Der Weinbau in Deutschland rutscht immer tiefer in die Krise, nun reagiert auch die Politik in Rheinland-Pfalz: Gut ein halbes Jahr vor der Landtagswahl 2026 hat Weinbauministerin Daniela Schmitt (FDP) nun eine „Weinbaupaket 2025+“ vorgelegt. Darin: Maßnahmen aus elf Bereichen, die der kriselnden Branche helfen sollen. Schmitt fordert, es brauche „ein klares Bekenntnis zum Kulturgut Wein.“ Die CDU-Opposition kritisiert, die Landesregierung habe die Probleme viel zu lange ignoriert, sie selbst habe bereits 2024 ein 9-Punkte-Sofortprogramm vorgelegt. Jetzt drohten in vielen Weinkellern die Lichter auszugehen.

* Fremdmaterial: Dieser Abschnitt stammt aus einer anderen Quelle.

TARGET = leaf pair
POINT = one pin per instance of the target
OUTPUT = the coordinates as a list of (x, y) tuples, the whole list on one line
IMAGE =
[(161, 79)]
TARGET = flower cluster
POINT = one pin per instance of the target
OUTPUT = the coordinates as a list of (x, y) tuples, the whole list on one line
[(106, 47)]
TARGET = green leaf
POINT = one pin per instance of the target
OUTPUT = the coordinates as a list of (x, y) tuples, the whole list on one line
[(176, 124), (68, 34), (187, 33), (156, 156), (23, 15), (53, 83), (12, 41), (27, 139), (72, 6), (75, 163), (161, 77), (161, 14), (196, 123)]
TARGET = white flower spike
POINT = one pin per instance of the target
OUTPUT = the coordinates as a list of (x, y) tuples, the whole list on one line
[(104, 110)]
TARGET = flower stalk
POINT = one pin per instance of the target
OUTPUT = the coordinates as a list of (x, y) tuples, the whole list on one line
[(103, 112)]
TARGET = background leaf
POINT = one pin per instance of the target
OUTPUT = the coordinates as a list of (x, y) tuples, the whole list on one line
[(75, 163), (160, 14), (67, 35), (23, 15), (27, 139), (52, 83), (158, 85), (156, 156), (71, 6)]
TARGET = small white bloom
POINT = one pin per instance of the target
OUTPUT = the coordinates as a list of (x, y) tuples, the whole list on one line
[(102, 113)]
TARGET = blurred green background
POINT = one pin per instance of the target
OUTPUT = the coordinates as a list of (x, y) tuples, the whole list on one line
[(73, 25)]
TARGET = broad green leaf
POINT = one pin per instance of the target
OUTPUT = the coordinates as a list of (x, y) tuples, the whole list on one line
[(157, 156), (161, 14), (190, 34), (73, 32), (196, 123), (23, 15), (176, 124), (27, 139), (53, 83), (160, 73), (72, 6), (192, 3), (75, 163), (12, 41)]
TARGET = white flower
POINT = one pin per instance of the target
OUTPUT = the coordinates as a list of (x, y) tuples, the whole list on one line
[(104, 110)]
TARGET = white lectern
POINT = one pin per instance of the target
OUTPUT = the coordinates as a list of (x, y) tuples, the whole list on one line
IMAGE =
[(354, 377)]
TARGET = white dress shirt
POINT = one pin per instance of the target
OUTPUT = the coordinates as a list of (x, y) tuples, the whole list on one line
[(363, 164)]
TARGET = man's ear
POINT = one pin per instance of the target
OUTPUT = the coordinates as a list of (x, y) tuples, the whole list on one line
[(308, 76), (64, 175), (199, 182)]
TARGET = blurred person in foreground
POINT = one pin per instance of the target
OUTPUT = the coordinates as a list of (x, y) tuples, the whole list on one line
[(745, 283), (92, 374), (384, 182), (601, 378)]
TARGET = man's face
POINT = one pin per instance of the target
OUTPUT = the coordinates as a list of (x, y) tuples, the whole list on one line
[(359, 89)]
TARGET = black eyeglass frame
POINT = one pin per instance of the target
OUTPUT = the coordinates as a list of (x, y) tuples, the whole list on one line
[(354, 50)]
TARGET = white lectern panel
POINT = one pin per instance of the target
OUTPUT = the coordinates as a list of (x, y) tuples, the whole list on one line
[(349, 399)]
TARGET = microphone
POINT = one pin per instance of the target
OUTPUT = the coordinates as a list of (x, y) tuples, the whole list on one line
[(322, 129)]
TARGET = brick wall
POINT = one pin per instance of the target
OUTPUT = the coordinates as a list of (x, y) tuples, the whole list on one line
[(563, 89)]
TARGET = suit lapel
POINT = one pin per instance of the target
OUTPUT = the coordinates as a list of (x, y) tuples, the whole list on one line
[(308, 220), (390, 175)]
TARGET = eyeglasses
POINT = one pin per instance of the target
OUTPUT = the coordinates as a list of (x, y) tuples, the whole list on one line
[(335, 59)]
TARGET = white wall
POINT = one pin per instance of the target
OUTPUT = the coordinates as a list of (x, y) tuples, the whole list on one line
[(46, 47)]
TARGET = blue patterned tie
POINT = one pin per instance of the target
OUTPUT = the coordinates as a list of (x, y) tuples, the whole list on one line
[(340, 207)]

Seit gut einem Jahr rutscht der deutsche Weinbau immer tiefer in die Krise, zum Start der Weinlese 2025 sehen gerade viele kleinere Betriebe mit großen Sorgen in die Zukunft: Die Produktionskosten sind hoch, der Absatz aber stockt – gerade auf dem Fassweinmarkt herrscht Flaute. Mit Preisen von 40 Cent pro Liter droht vielen Betrieben der Ruin, denn damit liegen die gezahlten Preise schon im zweiten Jahr in Folge weit unter den Produktionskosten.
Gerade warnte eine neue Zukunftsinitiative Deutscher Weinbau vor einem massiven Weingütersterben: Die Lage im Weinbau sei „verheerend“, tue sich nichts, drohten bis zu 50 Prozent der Winzerfamilien in Deutschland das Aus, warnt deren Vorsitzender Thomas Schaurer: „Wenn der Preisverfall im Weinbau nicht gestoppt wird, werden große Teile dieser Kulturlandschaften unwiederbringlich verschwinden.“
Weinbauministerin Schmitt legt „Weinbaupaket 2025+“ vor
In der Branche ist aber auch die Wut auf die Politik groß: Seit Monaten warne man vor den Problemen und den Folgen, heißt es etwa beim Deutschen Weinbauverband, die Betriebe bräuchten dringend Entlastung bei den Produktionskosten und der Bürokratie – aber die Politik vor allem in Berlin habe sich dem schlicht verweigert. Aber auch in Rheinland-Pfalz wurde scharfe Kritik laut, schließlich habe das Bundesland die bundesweit einzige Weinbauministerin – aber von Daniela Schmitt (FDP) sei wenig Einsatz für die Winzerschaft zu sehen und zu hören, klagten Weinbauvertreter.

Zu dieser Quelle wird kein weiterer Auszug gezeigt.